Luciano turned to face him. ‘If I needed girls, I rang up Polly Adler. She kept the best house in New York.’
Carter held out his silver case. ‘Have another cigarette.’
‘Okay.’ Luciano took one. ‘Now, what do you want with me?’
Carter sat down in the Warden’s chair. ‘When the invasion starts, General Patton’s Seventh Army is going to have the task of hacking its way through some of the worst mountains in Sicily to reach Palermo. If Mafia can be persuaded to organize a popular uprising and make the Italian Army in the Cammarata surrender without firing a shot, then thousands of American lives could be saved. If not…’
‘Look, I’ve done everything they asked me to do,’ Luciano said.
‘I know, but as I said, I don’t think it’s enough. I was in Sicily myself only a matter of weeks ago and I can tell you this. There’s only one man with the muscle to achieve what we’re asking and that’s Antonio Luca. And he isn’t coming out of hiding for anyone.’
Luciano had stopped smiling. ‘Don Antonio? You know him?’
‘Not personally. Do you?’
‘Sure I do.’ Luciano shook his head. ‘I still get the word in here. I know about him getting out of that prison in Naples and going back to Sicily. But you’re wasting your time. Even if you could find him, he hates Americans. His brother went to the chair during Prohibition.’

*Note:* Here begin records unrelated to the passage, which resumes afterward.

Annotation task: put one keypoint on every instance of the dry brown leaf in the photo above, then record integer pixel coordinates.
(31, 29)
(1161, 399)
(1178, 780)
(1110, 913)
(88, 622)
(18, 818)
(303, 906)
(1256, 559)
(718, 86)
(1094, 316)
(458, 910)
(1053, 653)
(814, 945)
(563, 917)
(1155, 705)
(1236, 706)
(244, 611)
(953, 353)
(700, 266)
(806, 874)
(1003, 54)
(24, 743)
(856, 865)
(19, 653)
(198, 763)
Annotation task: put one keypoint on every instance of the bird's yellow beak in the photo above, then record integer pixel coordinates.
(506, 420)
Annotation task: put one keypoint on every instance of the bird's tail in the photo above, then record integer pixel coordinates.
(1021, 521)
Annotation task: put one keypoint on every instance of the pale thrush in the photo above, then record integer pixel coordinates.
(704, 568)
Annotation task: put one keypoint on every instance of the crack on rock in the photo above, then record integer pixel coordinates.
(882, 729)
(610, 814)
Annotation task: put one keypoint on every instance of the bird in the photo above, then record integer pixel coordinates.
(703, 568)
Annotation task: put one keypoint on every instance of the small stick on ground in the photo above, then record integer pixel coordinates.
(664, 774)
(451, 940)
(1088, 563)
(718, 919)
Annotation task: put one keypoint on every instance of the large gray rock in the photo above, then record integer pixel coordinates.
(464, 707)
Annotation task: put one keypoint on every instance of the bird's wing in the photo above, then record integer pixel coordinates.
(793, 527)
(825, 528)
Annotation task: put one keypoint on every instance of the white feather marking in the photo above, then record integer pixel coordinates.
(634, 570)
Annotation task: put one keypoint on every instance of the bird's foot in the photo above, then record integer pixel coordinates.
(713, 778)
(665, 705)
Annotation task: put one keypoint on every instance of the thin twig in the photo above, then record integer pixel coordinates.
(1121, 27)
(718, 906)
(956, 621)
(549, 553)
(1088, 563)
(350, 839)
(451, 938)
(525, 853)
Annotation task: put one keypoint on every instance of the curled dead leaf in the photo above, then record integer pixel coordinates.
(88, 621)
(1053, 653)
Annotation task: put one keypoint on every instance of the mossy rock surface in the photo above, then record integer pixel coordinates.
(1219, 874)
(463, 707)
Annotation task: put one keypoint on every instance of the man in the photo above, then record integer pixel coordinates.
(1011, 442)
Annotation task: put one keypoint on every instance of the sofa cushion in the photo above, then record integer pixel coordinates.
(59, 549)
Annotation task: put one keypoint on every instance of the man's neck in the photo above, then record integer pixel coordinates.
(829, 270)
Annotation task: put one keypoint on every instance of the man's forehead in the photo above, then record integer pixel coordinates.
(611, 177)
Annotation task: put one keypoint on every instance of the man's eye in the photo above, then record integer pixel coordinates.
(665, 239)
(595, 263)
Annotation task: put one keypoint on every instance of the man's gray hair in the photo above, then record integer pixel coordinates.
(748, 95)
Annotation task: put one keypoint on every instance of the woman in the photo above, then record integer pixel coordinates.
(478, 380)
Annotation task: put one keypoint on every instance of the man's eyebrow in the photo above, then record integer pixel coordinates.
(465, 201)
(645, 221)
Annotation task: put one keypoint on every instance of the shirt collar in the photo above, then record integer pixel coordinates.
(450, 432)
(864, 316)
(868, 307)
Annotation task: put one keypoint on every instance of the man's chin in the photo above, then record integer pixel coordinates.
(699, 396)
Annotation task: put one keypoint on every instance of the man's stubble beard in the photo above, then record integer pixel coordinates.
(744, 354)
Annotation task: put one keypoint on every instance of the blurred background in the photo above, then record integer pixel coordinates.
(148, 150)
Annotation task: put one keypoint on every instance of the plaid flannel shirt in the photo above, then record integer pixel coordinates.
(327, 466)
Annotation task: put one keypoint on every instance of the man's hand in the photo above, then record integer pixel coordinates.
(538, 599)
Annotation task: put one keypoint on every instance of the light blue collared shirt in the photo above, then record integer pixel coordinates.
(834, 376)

‘I know about that but wasn’t there something special about his daughter?’
‘That’s right, Sophia. During the First World War while she was supposed to be at school in Rome, she joined the Red Cross as a nurse. Met an Englishman called Vaughan, an infantry lieutenant serving on the Italian front, and married him. He was killed in the last month of the war and she went back home to live with her father in Palermo. Had a daughter called Maria the following year. She was the light of Don Antonio’s life.’
‘What happened?’ Carter said.
‘July 1936. The kid must have been about seventeen. Her mother borrowed her father’s Ferrari one day so they could go shopping. When she put her finger on the starter, the car blew up. I guess whoever was responsible was after Don Antonio.’
‘So the mother was killed?’
‘That’s right. Maria was in hospital for a while then one day she just walked out. I think maybe she’d had time to think, lying there on her back for so long.’